Top Story: MassBiologics at UMMS developing pre-exposure prophylaxis to prevent Lyme disease
New research to be presented at infectious disease conference IDWeek; Monoclonal antibodies reactive against a broad range of Borrelia species in studies
It’s hard to pick a favorite story among all the great news we covered this year. So instead, we’re letting our readers pick. Here is one of the top five most-read stories published on UMassMedNow in 2015.
From the UMassMedNow editorial staff
Scientists at UMass Medical School’s MassBiologics are developing a pre-exposure prophylaxis that prevents tick-transmitted infection of Lyme disease, a breakthrough that could lead to seasonal prevention against the most common tick-borne infection in North America. (Image courtesy of the CDC)
Scientists at UMass Medical School’s MassBiologics are developing a pre-exposure prophylaxis that prevents tick-transmitted infection of Lyme disease, a breakthrough that could lead to seasonal prevention against the most common tick-borne infection in North America. The research was presented on Friday, Oct. 9, in San Diego at IDWeek 2015TM, the annual meeting of the Infectious Disease Society of America, the Society for Healthcare Epidemiology of America, the HIV Medicine Association and the Pediatric Infectious Diseases Society. The research report details the effectiveness of a monoclonal antibody in targeting the bacteria that causes Lyme disease in mice, the most common natural reservoir for the bacteria.
“In our strategy, individuals would receive an injection in the spring of a single human monoclonal antibody targeting a protein on the surface of the bacteria that would provide immediate protection against Lyme disease and that protection would last for about 6 months, which is the risk period when the ticks that transmit Lyme disease are active,” said Mark S. Klempner, MD, executive vice chancellor of MassBiologics and professor of medicine at UMMS. “This is the same strategy—a monoclonal antibody that targets an infectious disease—that is used to prevent one of the most severe forms of pneumonia in premature infants called respiratory syncytial virus (RSV). With over 15 years of data showing the safety and effectiveness of administering this human monoclonal antibody (Synagis ®) to these most vulnerable babies, we have observed a very high level of protection with virtually no short or longer term serious adverse reactions.”

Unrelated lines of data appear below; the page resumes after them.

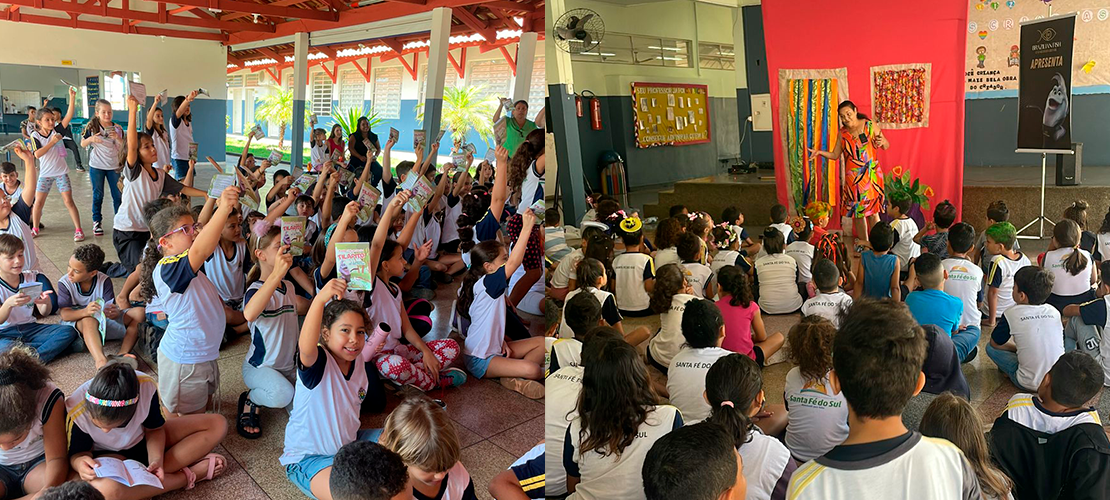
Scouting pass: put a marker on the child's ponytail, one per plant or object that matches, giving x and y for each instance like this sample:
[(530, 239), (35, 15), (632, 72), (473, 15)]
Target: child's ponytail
[(22, 376), (732, 386), (1066, 235)]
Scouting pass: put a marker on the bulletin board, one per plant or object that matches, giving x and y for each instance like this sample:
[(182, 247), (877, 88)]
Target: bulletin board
[(670, 113), (992, 56)]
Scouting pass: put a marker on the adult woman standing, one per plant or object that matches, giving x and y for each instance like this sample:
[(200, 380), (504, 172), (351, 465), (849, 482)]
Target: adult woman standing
[(181, 132), (863, 193), (360, 143)]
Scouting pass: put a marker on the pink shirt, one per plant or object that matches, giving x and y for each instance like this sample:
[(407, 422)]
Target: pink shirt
[(737, 326)]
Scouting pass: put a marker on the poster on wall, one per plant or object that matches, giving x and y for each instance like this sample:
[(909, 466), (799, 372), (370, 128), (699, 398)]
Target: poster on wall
[(1045, 86), (92, 89), (661, 120), (994, 52)]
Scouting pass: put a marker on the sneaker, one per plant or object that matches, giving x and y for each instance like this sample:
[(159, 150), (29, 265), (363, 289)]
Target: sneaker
[(971, 355), (530, 389), (452, 377)]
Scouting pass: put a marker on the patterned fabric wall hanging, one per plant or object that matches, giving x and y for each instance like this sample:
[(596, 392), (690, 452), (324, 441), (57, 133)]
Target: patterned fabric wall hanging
[(900, 96)]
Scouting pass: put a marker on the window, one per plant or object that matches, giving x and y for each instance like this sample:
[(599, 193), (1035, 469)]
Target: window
[(614, 48), (352, 90), (493, 76), (387, 92), (321, 96), (716, 56), (536, 89), (450, 80)]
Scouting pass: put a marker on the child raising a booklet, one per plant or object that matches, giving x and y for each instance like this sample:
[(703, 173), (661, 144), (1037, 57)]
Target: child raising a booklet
[(122, 445)]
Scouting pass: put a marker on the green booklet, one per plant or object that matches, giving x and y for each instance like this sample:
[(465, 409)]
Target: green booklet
[(352, 263)]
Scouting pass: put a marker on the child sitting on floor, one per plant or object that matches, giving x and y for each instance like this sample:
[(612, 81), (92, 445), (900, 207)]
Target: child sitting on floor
[(878, 268), (1052, 443), (1035, 328), (830, 302), (78, 293), (734, 390), (704, 329), (744, 327), (818, 418)]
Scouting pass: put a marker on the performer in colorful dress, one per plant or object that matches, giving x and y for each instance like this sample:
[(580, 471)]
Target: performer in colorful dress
[(863, 193)]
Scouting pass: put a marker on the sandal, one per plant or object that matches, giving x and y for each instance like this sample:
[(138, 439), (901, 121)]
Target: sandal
[(248, 417)]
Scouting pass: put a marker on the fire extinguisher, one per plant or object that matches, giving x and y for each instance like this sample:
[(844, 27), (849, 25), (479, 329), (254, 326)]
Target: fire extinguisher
[(595, 110)]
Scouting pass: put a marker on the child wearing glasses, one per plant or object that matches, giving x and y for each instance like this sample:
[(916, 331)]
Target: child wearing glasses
[(188, 375)]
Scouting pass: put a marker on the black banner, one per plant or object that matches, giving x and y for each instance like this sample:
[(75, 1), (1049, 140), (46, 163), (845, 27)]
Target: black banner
[(1045, 85)]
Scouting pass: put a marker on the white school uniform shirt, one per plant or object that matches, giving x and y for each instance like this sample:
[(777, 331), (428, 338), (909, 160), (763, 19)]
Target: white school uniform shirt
[(1067, 283), (828, 306), (1039, 336), (385, 307), (698, 276), (120, 438), (562, 389), (1001, 277), (226, 273), (666, 343), (106, 155), (803, 252), (181, 133), (326, 403), (765, 459), (607, 477), (817, 419), (275, 330), (21, 315), (486, 333), (192, 306), (52, 163), (631, 270), (686, 380), (778, 290), (33, 446), (665, 256), (565, 271), (964, 282), (906, 248), (19, 229)]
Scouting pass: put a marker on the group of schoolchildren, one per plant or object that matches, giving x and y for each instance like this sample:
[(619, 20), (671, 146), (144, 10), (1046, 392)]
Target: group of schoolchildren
[(320, 350), (877, 358)]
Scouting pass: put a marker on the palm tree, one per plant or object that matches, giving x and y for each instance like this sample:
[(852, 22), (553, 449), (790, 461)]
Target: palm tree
[(278, 108), (465, 109)]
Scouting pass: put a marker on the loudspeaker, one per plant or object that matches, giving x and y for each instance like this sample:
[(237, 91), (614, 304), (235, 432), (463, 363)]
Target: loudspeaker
[(1069, 167)]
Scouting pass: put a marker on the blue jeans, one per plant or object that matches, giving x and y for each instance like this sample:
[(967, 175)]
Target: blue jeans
[(180, 169), (1008, 362), (49, 340), (965, 340), (98, 178)]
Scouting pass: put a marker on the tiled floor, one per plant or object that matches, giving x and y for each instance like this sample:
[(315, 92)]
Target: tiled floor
[(495, 426)]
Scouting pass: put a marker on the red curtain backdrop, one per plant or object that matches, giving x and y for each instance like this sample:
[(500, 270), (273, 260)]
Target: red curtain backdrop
[(857, 35)]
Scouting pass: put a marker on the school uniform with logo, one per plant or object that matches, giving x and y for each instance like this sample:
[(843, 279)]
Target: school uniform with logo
[(686, 380), (606, 476)]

MassBiologics discovers, develops and manufactures biologic medicines that improve the lives of the people in the Commonwealth of Massachusetts. As the only non-profit, medical-school-affiliated, FDA-licensed manufacturer of vaccines and other biologic medicines like monoclonal antibodies, MassBiologics has a particular focus on public health priorities.
Lyme disease is the most common tick-borne infection in North American and Eurasian countries with temperate climates. It is spread through the bite of infected ticks. The only currently available means to prevent Lyme disease is to avoid exposure to infected ticks.
Worldwide, three main genospecies of the bacteria Borrelia are associated with Lyme disease in humans. B. burgdorferi is the main cause of Lyme disease in North America, while B. garinii and B. afzelii are the prevalent strains that cause the disease in Europe and Asia. To develop a human monoclonal antibody for pre-exposure prophylaxis of Lyme disease, Dr. Klempner, Yang Wang, MD, PhD, assistant professor of medicine, and colleagues created a panel of borreliacidal human monoclonal antibodies by immunizing mice that were transgenic for human immunoglobulin genes for a surface protein of B. burgdorferi. They tested more than 90 monoclonal antibodies and picked four for further investigation, based on how well they killed the bacteria. Two of the four were selected for further study in vivo—both prevented infection of mice when challenged with infected ticks.
These studies suggest that OspA-specific human monoclonal antibody could provide pre-exposure prophylaxis for Lyme disease worldwide caused by a broad range of Borrelia genospecies, since the antibody target appears ‘highly conserved’—common across most species of Borrelia.
Klempner said preclinical development is now under way to define the pharmacokinetics and refine the minimum dosage required to provide long-term protection from infection.